The sprawling Young Thug gang trial in Atlanta is set to continue after a judge rejected requests for a mistrial — though he also warned prosecutors against suppressing evidence and ordered them to receive remedial training about the requirements of due process.
In a pair of rulings issued Thursday (August 8), the judge Paige Reese Whittaker dismissed the last two remaining mistrial motions related to revelations of a secret meeting between the former chief justice, prosecutors and a key witness named Kenneth Copeland.
This incident has already reached the judge Ural Glanville is removed from the case. But in her rulings Thursday, Whitaker said the secret “ex parte” meeting was not enough to force prosecutors to start over after 20 months of trial.

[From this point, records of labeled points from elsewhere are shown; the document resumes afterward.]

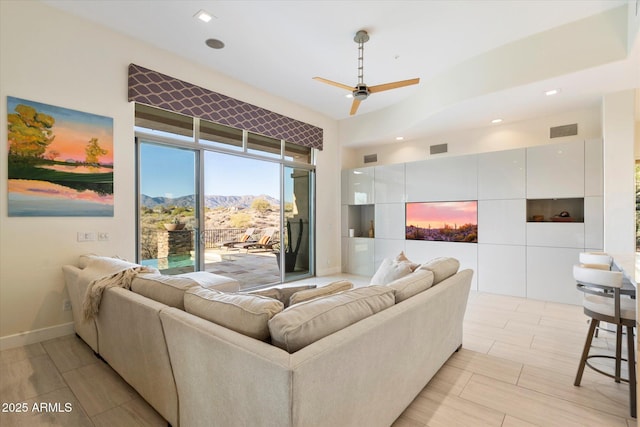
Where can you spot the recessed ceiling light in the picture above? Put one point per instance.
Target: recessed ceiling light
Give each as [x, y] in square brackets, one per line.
[214, 43]
[203, 15]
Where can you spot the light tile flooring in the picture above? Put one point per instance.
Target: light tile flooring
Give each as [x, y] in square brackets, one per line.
[515, 369]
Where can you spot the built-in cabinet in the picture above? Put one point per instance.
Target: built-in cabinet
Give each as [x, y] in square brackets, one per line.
[525, 248]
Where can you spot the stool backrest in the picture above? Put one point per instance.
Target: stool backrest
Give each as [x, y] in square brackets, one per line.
[596, 258]
[597, 276]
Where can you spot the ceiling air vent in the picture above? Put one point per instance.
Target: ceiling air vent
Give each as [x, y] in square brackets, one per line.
[438, 149]
[370, 158]
[566, 130]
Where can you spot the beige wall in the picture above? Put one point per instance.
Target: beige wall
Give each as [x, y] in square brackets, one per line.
[52, 57]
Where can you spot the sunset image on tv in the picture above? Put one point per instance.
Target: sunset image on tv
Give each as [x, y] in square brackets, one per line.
[442, 221]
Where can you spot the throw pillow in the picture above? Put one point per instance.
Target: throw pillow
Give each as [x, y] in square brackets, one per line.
[403, 258]
[442, 268]
[412, 284]
[246, 314]
[389, 271]
[168, 290]
[303, 324]
[322, 291]
[281, 294]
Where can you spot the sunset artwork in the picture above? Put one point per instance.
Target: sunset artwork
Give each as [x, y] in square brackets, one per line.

In practical terms, the rulings mean witness testimony can resume on Monday (August 12) after an eight-week delay caused by the secret meeting and its aftermath. But even before that delay, the trial was not expected to conclude until early next year.
Thug – real name Jeffery Williams – and dozens of others were indicted in May 2022 over claims that their YSL was not actually a label called Young Stoner Life but a violent Atlanta gang called Young Slime Life. Citing Georgia's Racketeer Influenced and Corrupt Organizations Act (RICO), prosecutors allege the group ran a criminal enterprise that committed murders, carjackings, armed robberies, drug trafficking and other crimes over a decade.
The trial began in January 2023 but has faced repeated delays and interruptions, including an unprecedented 10 months of jury selection, the stabbing of another defendant and now the uproar over the ex parte meeting and Glanville's removal. Throughout the process, Young Thug remained in jail. last week, Whitaker denied a new bid for bail.
In their motions for a mistrial, defense lawyers argued that the secret meeting violated the so-called Brady rule – a basic requirement in US criminal law that prosecutors must turn over evidence that could help defendants. Specifically, defense attorneys say they should have been told that, during the secret meeting, Cowland stated that he had “never been honest a day in my life.”
In one of her rulings Thursday, Whitaker said the failure to notify defense attorneys about Copeland's statement was “likely inadvertent” and not a “deliberate violation.” However, he sharply criticized prosecutors for it.
“For a defense attorney, that nugget from a key state's witness is gold,” Whitaker said. “Therefore, when the prosecution not only failed to reduce that statement to a written and produced statement, but also argued in court filings that the defense had no right to know the contents of the ex parte proceeding, that amounted to suppression, willful or not, of that which was objectively Brady's impeachment material.”
Since Copeland's statements were eventually revealed to defense attorneys, and they can still use them to challenge his credibility to jurors in future proceedings, Whitaker said prosecutors' actions did not “technically” amount to an actual violation of the Brady rule. But once again, he warned prosecutors of any repeats.
“The fact that a violation of a defendant's constitutional rights has been avoided is, under the circumstances, no cause for celebration,” the judge wrote. “What it provides is cause for sober reflection and examination of processes, procedures and approaches that allowed this potentially unintentional but nonetheless serious Brady error to occur.”
Citing the fact that it was “not the first allegation of misconduct in this case,” Whitaker also took an unusual step: She ordered prosecutors to sit for additional training on disclosing evidence.
“The court … orders, as a remedial measure, that the entire prosecution team working on this trial undergo training regarding Brady and other professional duties of a prosecutor,” the judge wrote. “This training will consist of a video replay of the training on this topic.”
A spokesman for the Fulton County District Attorney's office did not immediately return a request for comment on Whitaker's decision.